The first Paradise Lost created a visual record of a capital trial short on evidence but rife with allegations that police coerced damning testimony; there were also allegations of jury misconduct serious enough to have warranted a mistrial. When the documentary first aired, the reaction was mild, Berlinger said. But the Internet changed all that.
“The film got glowing reviews, but never went from the entertainment page to the editorial page,” Berlinger said. “But that was just when the Internet started being used as this primitive social media tool, and an international movement sprang up. Damien in some ways was his own worst enemy. He was kind of a narcissistic teen who enjoyed the attention because he didn’t think it was possible he could be convicted. He was an outsider who would have been normal in New York or LA, but in this fundamentalist religious community, dressing in black and listening to heavy metal made him a weirdo. He was actually a super intelligent kids who just danced to a different tune and rubbed some people the wrong way. The reason people like Vedder and Depp related to him, and the reason why Metallica lent us their music for the film [that relationship led Berlinger and Sinofsky to direct the Metallica documentary Some Kind of Monster] was they too felt like the freak, the outsider, in high school. The idea that in the right circumstance anyone like this could be on death row was appalling. There was no excuse for what went on in this case. When you sentence someone to death, it has to be beyond all reasonable doubt. This was a weak case. We thought the first film would change things, and then we made a second one, certain it would blow the doors off the case. But the wheels of justice moved so slowly while these guys were left to rot in jail.”

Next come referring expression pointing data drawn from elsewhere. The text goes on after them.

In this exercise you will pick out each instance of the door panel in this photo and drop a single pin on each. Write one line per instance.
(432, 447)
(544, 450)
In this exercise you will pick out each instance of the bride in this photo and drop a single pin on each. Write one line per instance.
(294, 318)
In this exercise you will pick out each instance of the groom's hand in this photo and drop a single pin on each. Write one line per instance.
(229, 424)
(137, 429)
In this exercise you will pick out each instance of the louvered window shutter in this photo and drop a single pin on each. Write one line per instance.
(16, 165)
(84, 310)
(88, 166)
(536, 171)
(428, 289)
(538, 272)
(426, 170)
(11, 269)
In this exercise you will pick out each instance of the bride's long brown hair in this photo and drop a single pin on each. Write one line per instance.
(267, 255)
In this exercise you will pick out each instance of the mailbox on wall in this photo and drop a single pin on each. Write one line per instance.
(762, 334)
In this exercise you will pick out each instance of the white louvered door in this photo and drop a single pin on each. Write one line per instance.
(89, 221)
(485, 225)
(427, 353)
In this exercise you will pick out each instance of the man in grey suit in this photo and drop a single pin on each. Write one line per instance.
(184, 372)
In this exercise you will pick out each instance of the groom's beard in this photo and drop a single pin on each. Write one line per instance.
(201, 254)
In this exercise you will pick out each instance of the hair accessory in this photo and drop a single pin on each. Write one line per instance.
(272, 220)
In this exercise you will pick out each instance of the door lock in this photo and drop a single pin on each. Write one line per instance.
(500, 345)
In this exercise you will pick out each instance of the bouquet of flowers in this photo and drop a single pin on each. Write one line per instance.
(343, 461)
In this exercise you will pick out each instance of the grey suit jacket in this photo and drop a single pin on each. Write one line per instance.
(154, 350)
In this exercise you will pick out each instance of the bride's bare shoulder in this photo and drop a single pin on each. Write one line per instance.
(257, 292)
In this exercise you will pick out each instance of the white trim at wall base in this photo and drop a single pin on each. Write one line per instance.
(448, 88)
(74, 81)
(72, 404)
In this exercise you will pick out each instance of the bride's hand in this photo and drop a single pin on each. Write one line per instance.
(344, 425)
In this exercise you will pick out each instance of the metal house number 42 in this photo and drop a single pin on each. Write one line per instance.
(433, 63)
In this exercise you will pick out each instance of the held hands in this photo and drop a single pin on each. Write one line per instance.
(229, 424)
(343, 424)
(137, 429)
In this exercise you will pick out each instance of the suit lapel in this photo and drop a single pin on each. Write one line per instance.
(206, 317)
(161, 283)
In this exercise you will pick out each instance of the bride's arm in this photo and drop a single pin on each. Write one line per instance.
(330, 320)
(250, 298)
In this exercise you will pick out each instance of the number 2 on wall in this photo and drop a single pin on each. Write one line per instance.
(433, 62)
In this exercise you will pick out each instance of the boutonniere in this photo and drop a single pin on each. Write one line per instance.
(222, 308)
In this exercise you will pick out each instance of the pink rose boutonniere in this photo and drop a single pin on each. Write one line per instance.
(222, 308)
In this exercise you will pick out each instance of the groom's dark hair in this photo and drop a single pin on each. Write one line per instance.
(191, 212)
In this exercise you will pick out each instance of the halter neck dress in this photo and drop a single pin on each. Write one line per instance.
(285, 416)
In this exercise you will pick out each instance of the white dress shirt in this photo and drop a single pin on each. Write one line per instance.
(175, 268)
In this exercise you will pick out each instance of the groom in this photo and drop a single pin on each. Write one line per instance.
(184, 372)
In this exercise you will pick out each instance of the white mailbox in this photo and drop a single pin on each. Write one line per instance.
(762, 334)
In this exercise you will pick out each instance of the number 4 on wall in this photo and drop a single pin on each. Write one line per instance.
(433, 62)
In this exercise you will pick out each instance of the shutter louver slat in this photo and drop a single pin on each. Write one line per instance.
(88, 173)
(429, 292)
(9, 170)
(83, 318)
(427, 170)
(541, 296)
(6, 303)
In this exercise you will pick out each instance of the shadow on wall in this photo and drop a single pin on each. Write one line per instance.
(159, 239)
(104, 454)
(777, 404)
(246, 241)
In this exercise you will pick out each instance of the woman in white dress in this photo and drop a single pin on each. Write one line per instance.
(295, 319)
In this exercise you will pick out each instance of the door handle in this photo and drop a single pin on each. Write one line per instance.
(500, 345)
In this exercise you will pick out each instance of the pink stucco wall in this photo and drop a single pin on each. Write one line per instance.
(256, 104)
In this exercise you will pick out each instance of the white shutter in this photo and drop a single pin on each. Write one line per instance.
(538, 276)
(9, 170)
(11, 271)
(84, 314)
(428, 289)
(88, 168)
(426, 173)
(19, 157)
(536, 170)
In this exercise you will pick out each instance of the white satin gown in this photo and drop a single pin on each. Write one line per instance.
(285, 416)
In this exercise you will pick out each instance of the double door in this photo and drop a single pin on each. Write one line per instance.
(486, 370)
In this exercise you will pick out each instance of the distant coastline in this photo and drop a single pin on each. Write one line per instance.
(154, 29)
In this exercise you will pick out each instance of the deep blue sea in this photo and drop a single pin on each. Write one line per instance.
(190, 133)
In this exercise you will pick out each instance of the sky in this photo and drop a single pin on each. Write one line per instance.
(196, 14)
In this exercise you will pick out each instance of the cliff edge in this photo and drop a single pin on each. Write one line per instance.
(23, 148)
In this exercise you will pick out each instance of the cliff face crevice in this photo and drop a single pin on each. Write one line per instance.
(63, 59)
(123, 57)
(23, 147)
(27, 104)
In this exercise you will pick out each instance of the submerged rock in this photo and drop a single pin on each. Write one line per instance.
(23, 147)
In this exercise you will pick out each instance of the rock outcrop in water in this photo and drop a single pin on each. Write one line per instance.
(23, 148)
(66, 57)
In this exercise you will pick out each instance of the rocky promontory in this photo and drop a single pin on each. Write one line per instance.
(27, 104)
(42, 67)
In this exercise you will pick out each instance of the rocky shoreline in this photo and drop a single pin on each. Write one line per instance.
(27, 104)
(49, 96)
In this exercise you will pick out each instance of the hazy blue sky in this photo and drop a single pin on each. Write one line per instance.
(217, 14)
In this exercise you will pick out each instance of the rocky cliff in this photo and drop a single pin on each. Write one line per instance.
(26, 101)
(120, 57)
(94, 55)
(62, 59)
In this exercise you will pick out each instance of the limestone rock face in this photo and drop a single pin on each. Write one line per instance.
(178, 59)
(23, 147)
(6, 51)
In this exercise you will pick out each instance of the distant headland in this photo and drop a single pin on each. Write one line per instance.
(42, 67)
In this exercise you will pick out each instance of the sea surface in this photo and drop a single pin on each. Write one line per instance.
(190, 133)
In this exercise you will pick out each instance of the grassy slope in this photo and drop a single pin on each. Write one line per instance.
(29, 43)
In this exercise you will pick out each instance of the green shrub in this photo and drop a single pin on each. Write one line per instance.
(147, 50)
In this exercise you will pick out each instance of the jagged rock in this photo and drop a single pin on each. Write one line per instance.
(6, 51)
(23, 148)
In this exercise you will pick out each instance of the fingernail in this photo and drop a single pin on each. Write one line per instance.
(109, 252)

The directors are crossing their fingers tonight that the trial ends with three men exonerated by tomorrow afternoon. “We don’t want to come off arrogant or like we’re patting ourselves on the back,” Berlinger said when I asked if the first two films were responsible for what is expected to happen tomorrow morning. “This outcome is due to help from a lot of people. But Damien says in Paradise Lost 3 that he literally would have been dead if not for these films; he said his appeals were exhausted, nobody was coming to his defense and there would have been no funds to investigate new evidence that helped delay delivery of his death sentence. Bruce and I feel grateful to have served as the lucky stewards of a story that just had to be told. But we also believe the films kept these guys alive. Guys like Vedder and Depp funded this case because they saw Paradise Lost and were outraged.”
Berlinger said the film was also the catalyst for Eccols meeting his wife, Lorri Davis, a Brooklyn architect who saw the first film at a MOMA screening in 1996. “She was blown away, started writing to Damien, visited him, and married him on death row,” Berlinger said. “She spent 14 years fighting for his life, and she was so instrumental in all this happening.”